Black Lives Matter unveils $3M pandemic relief fund
The Black Lives Matter Global Network Foundation has launched a $3 million relief fund aiming to support Black families and communities hit hard by the coronavirus pandemic.
The Associated Press reported Thursday that the Survival Fund was launched quietly earlier this month by the foundation, which was formed in 2013.
The organization told the AP that it plans to give up to 3,000 microgrants of $1,000 each to people most impacted by the pandemic.
Individuals may apply to receive a microgrant on the foundation’s website, which states that the fund “is open to anyone who identifies as Black, with special consideration for people who are transgender, single caregivers, or formerly incarcerated.”
The group said that, if approved, the grant is deposited directly into a recipient’s bank account or sent to the recipient on prepaid debit cards.
Patrisse Cullors, a Black Lives Matter co-founder and the foundation’s executive director, told the AP that the fund “came from a collective conversation with BLM leadership that Black folks are being hurt the most financially during the pandemic.”
“I believe that when you have resources, to hoard them is a disservice to the people who deserve them,” she added.
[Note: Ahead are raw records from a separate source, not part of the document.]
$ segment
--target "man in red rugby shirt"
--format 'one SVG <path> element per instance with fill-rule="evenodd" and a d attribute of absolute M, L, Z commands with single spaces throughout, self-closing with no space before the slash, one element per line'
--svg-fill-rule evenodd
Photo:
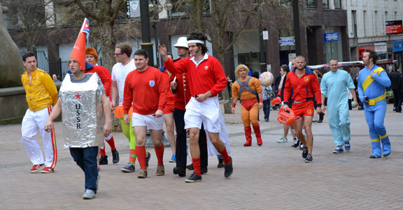
<path fill-rule="evenodd" d="M 125 82 L 123 113 L 125 123 L 130 123 L 136 135 L 136 156 L 141 170 L 137 178 L 147 177 L 146 166 L 146 136 L 150 130 L 151 140 L 158 160 L 157 176 L 165 174 L 164 163 L 164 144 L 162 141 L 162 110 L 167 103 L 167 82 L 164 75 L 157 68 L 148 66 L 148 54 L 144 50 L 134 52 L 134 63 L 137 69 L 130 72 Z M 130 107 L 133 115 L 127 114 Z"/>
<path fill-rule="evenodd" d="M 318 77 L 313 71 L 306 67 L 305 57 L 297 56 L 295 58 L 295 68 L 287 75 L 287 80 L 284 87 L 284 110 L 288 107 L 290 96 L 292 91 L 292 111 L 296 117 L 300 117 L 295 120 L 294 126 L 295 134 L 304 144 L 302 158 L 305 163 L 312 162 L 312 117 L 314 114 L 313 97 L 321 98 L 320 85 Z M 320 107 L 322 104 L 317 103 L 316 112 L 322 113 Z M 302 128 L 305 128 L 306 139 L 302 133 Z"/>
<path fill-rule="evenodd" d="M 227 128 L 221 123 L 223 121 L 222 115 L 217 95 L 227 86 L 227 79 L 220 61 L 206 54 L 206 39 L 202 33 L 191 33 L 188 36 L 188 45 L 192 57 L 183 59 L 175 63 L 167 56 L 165 45 L 158 46 L 158 51 L 167 69 L 172 73 L 188 74 L 192 98 L 186 105 L 185 128 L 189 129 L 190 153 L 195 172 L 186 179 L 186 182 L 202 181 L 199 147 L 202 123 L 207 130 L 215 149 L 222 156 L 225 163 L 224 177 L 229 179 L 233 171 L 232 158 L 228 155 L 225 144 L 220 139 L 220 133 L 226 133 Z"/>
<path fill-rule="evenodd" d="M 98 65 L 98 54 L 97 53 L 97 50 L 94 48 L 85 48 L 85 62 L 90 64 L 86 65 L 85 73 L 96 72 L 98 74 L 101 78 L 101 81 L 102 81 L 102 83 L 104 84 L 104 87 L 105 88 L 105 94 L 106 95 L 106 97 L 109 98 L 111 95 L 111 87 L 112 86 L 111 73 L 106 68 Z M 115 140 L 113 139 L 112 133 L 111 133 L 108 137 L 105 137 L 105 141 L 106 141 L 106 142 L 108 142 L 111 147 L 113 163 L 119 163 L 119 152 L 118 152 L 118 150 L 116 150 L 116 147 L 115 147 Z M 105 152 L 105 146 L 104 146 L 103 149 L 100 149 L 99 155 L 101 156 L 101 158 L 99 158 L 99 165 L 108 165 L 108 156 Z"/>

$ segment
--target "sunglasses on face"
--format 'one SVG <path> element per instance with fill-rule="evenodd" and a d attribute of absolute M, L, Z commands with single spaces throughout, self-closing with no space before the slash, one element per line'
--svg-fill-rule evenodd
<path fill-rule="evenodd" d="M 119 55 L 123 54 L 123 53 L 118 53 L 116 52 L 115 52 L 115 57 L 118 57 Z"/>

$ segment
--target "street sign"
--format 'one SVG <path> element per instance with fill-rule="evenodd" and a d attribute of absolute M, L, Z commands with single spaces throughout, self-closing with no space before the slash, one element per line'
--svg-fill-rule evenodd
<path fill-rule="evenodd" d="M 396 34 L 403 33 L 402 20 L 386 21 L 386 34 Z"/>
<path fill-rule="evenodd" d="M 140 17 L 140 0 L 126 1 L 126 11 L 128 18 Z"/>
<path fill-rule="evenodd" d="M 294 36 L 280 37 L 278 43 L 280 43 L 280 46 L 295 45 L 295 39 Z"/>
<path fill-rule="evenodd" d="M 323 33 L 325 42 L 335 42 L 339 40 L 339 32 Z"/>

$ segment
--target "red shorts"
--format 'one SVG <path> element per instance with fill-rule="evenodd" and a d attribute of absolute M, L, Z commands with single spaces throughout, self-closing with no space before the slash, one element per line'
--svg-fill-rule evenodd
<path fill-rule="evenodd" d="M 294 112 L 295 116 L 300 117 L 303 116 L 313 117 L 313 114 L 315 114 L 313 100 L 303 102 L 300 103 L 293 103 L 292 111 Z"/>
<path fill-rule="evenodd" d="M 174 109 L 175 108 L 175 96 L 174 97 L 167 97 L 167 103 L 165 104 L 165 107 L 164 107 L 164 114 L 169 114 L 174 112 Z"/>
The grants are being administered through UpTogether, a project of the Family Independence Initiative, which provides direct investments to low-income families and young entrepreneurs to combat poverty.
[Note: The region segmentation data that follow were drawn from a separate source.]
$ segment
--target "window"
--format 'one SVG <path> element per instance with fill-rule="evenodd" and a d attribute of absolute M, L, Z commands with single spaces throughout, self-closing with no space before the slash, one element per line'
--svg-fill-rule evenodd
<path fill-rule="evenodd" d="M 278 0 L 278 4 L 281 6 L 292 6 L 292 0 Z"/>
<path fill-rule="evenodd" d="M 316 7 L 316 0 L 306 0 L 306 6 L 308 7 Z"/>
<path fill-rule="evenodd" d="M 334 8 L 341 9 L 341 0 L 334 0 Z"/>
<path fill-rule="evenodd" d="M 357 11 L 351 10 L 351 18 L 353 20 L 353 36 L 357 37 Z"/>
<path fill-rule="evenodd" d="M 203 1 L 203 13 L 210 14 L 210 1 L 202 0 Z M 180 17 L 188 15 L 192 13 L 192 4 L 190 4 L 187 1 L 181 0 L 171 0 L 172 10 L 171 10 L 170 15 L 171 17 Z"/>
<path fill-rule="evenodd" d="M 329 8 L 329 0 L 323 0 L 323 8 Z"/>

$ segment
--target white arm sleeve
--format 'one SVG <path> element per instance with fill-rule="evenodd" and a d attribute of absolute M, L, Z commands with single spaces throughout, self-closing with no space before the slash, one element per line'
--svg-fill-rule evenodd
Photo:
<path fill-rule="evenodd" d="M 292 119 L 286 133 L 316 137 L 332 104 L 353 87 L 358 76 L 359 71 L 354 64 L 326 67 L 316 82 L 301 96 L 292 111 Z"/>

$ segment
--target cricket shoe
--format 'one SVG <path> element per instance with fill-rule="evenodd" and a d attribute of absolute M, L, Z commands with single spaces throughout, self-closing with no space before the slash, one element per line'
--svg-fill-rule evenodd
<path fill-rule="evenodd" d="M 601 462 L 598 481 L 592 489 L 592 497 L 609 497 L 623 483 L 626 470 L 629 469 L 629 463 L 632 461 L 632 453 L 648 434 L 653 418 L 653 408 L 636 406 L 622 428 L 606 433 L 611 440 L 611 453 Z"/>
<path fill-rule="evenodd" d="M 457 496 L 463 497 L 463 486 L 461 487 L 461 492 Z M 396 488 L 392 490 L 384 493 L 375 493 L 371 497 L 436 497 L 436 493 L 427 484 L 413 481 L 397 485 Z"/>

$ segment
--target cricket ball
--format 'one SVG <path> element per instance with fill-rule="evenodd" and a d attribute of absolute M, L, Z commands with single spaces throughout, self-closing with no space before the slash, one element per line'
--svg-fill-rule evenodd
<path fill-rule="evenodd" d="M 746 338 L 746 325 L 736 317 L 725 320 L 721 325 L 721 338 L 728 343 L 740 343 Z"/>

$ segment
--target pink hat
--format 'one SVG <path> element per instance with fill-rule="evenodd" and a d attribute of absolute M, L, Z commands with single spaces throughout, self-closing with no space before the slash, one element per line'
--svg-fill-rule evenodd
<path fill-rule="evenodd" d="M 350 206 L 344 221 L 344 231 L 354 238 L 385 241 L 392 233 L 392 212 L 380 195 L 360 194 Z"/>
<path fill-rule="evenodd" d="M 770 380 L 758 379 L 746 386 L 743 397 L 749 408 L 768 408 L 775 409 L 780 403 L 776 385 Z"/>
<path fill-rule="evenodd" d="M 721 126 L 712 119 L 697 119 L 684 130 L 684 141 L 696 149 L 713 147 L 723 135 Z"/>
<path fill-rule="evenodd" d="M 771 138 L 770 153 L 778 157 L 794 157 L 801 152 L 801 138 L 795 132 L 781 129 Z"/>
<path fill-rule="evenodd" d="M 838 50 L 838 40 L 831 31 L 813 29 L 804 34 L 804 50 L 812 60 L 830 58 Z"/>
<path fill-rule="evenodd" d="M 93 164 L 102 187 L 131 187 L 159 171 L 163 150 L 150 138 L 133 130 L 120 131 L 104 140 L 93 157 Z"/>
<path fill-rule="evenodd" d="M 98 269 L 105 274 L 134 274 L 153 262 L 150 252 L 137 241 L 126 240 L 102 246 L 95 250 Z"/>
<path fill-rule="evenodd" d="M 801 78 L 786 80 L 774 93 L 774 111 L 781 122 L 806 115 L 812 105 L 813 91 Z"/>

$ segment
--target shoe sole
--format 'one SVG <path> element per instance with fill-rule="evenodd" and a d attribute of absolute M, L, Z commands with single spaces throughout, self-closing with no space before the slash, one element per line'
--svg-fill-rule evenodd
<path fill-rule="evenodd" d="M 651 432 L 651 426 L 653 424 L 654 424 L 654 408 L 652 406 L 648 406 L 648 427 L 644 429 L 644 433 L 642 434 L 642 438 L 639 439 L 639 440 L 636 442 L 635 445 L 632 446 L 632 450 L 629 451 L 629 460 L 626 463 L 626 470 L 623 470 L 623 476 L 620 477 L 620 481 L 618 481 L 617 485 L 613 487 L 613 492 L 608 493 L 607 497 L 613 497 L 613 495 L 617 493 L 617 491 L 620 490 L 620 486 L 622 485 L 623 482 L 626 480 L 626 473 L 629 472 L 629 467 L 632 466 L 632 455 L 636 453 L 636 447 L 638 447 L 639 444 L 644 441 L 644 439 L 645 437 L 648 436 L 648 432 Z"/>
The AP reported that at least 300 people had already been approved for grants as of Thursday.
Financial documents shared with the AP earlier this week revealed that the foundation raised more than $90 million in 2020 in its efforts to fight against police brutality and racism amid months-long, nationwide protests over the deaths of George Floyd and other Black Americans.
Cullors told the AP on Tuesday that “one of our biggest goals this year is taking the dollars we were able to raise in 2020 and building out the institution we’ve been trying to build for the last seven and a half years.”